Als es ihm schlechter geht als den Schweinen, die er zu hüten hat, geht er in sich. Wer auf dem Boden angekommen ist, macht sich nichts mehr vor. Und er beschließt, zu seinem Vater zurückzukehren. Nicht so, als ob nichts gewesen wäre. Er will nur bitten, wie ein beliebiger anderer Tagelöhner im Haus behandelt zu werden. Ganz abgesehen davon, dass wohl ein schönes Stück Stolz zerbrochen sein muss, wenn einer buchstäblich abgerissen dorthin zurückkehrt, wovon sein Abenteuer seinen Ausgang nahm. Das alles zeigt den Ernst der Umkehr. Aber es ist eigentlich noch nichts Besonderes.

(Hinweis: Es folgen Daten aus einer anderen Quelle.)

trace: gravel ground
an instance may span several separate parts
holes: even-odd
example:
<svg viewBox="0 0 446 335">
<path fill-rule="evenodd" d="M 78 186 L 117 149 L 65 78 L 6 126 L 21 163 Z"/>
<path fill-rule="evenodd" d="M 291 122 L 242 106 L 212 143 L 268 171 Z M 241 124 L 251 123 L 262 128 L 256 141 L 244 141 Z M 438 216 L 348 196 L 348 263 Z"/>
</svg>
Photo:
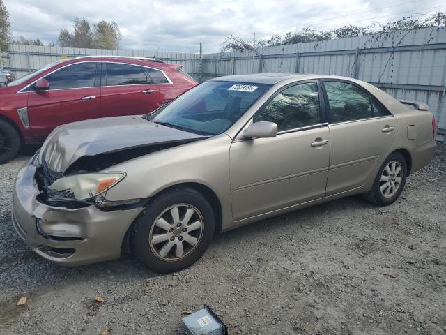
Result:
<svg viewBox="0 0 446 335">
<path fill-rule="evenodd" d="M 253 223 L 169 275 L 30 251 L 10 213 L 27 151 L 0 166 L 0 334 L 183 334 L 182 312 L 203 304 L 230 334 L 446 334 L 444 144 L 391 206 L 350 197 Z"/>
</svg>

Das Besondere kommt jetzt: Als der Sohn heimkehrt, sieht ihn der Vater von weitem kommen. Gerade so, wie wenn er schon Ausschau gehalten hätte nach ihm. Da wurde ihm weh ums Herz, wörtlich übersetzt. Und er läuft dem Sohn entgegen. Ein Verhalten, absolut unter der Würde für einen betagten Orientalen. Und noch bevor der Sohn überhaupt sein Schuldbekenntnis sprechen kann, fällt ihm der Vater um den Hals und küsst ihn – Zeichen dafür, uneingeschränkt wieder oder besser immer noch als Sohn anerkannt zu sein. Als der Sohn dann doch noch sein Bekenntnis anbringt, geht der Vater mit keinem Wort darauf ein, ordnet vielmehr an, ein großes Fest auszurichten, weil der Verlorene wiedergefunden ist. – Und genau so ist Gott, sagt Jesus mit seinem Gleichnis. Mit einem Übergehen der Sünde hat das nicht das Geringste zu tun. Im Gegenteil: Gerade weil der Vater so zuvorkommend ist im buchstäblichen Sinn, wird im Sohn das Gespür, etwas falsch gemacht zu haben, sich deutlicher geregt haben, als Vorwürfe oder Strafpredigten es je zu rühren vermöchten.

V
Das freilich hatten die, die Jesus wegen seines Verhaltens den Sündern gegenüber kritisierten, nicht verstanden. Darum erzählt er für sie das Gleichnis mit dem älteren Sohn weiter. Der hatte nämlich auch nicht verstanden. Und nicht nur nicht verstanden. Der hatte eine Heidenwut auf den Bruder, den Tunichtgut, und in Wahrheit genauso eine Wut auf den Vater. Wie wenig er dafür Grund hat, verrät das Verhalten des Vaters ihm gegenüber. Als der Vater merkt, was los ist, verlässt er wieder das Haus. Auch seinem älteren Kind geht er entgegen, um ihm gut zuzureden. Das ist nicht weniger unter seiner Würde als das, was er dem jüngeren Sohn gegenüber getan hat. Trotzdem tut er es, für den älteren. Er erinnert ihn – gegen dessen Wut – daran, dass sie doch miteinander verbunden sind und dass das Verhalten des Vaters dem jüngeren Sohn gegenüber ihn, den älteren, um nichts gebracht hat, was ihm zusteht. Und jetzt ist dazu noch der, der wie tot war, wieder zurückgekehrt! Müssen sie da nicht feiern? Es ist doch gar kein Platz jetzt, um aufzurechnen, wer was getan und wer was verdient hat.

VI
Genau das ist auch das Glück des älteren Sohnes, dass kein Platz für ein Aufrechnen ist. Denn es lässt sich ja nicht übersehen, dass er sich durch sein Verhalten jetzt seinerseits zum Sünder macht. Weil  er dem Jüngeren die Liebe des Vaters neidet – obwohl sie ihm nicht entzogen wird und nie entzogen war. Wenn Jesus von der zuvorkommenden Liebe Gottes den Verlorenen gegenüber kündet, sagt er also hinzu, dass alle ihrer bedürfen: Die, die sich als Sünder bekennen, und die, die sich für anständig halten. Verlorengehen kann man nämlich beide Male, als Sünder und als Anständiger. Nicht verloren gehen hat damit zu tun, wie sehr einer der Liebe Gottes traut.